Clubberichte

2021

Jubiläumsreise Nordmazedonien

Die Jubiläumsreise des GSC Fly-In zum 30-jährigen Clubbestehen nach Krushevo, Nordmazedonien konnte endlich stattfinden! Wegen der Covid-Pandemie mussten wir das Vorhaben im Sommer 2020 stornieren und holten dies vom 29.08.21 - 05.09.21 nach. So reisten 12 Teilnehmer von Basel nach Skopje mit Wizzair und wurden von Adam am Flughafen in Empfang genommen und im 12 Plätzer Bus nach Krushevo zu Igors Medusa-Tempel chauffiert, wo wir unsere Zimmer beziehen konnten.

Von da an durften wir den Vollservice von Igor und seinem Team geniessen von feinem Frühstück, Lunchpaket, Flugbriefing, sehr schnellen Retrieves und feinen Nachtessen. Eine tolle Flugwoche mit gut 6 Tagen fliegen mit spannender Thermik und Flugabenteuern!

Die Highlights der Clubmitglieder untersteichen die tollen Erlebnisse der Jubiläumsreise!

Highlights von Rolf

Ein würdiger und gelungener Event zum 30-jährigen FLY-IN Jubiläum! Für mich war diese Flugreise ein einziges grosses Highlight! Ein grosses Dankeschön an den Vorstand, es hat alles super gut geklappt.

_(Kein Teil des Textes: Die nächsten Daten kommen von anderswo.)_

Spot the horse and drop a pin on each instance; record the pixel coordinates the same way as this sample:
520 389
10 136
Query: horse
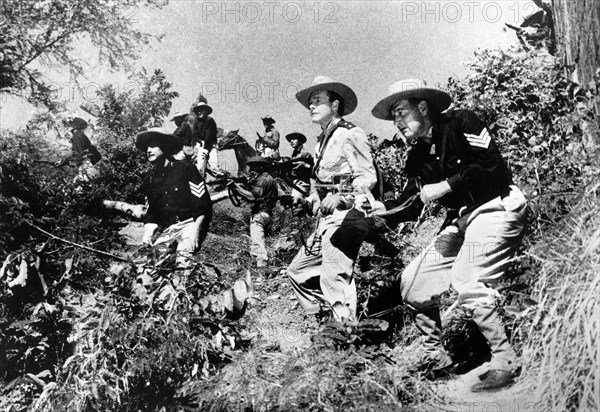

Ebenso ein grosses Dankeschön an Igor und sei Team. Igor wusste zuverlässig wie das Wetter und der Wind wird und gab uns gute Tipps fürs Fliegen und das Nachtessen. Adam, unser Fahrer fuhr uns ruhig und sicher ans Ziel. Kristina hatte immer den Überblick, wo sich wer befand und organisierte die Rückfahrt. Die gute Fee am Morgen servierte uns jeden Tag ein gutes Morgenessen. Ich freue mich auf einen weiteren solchen Anlass.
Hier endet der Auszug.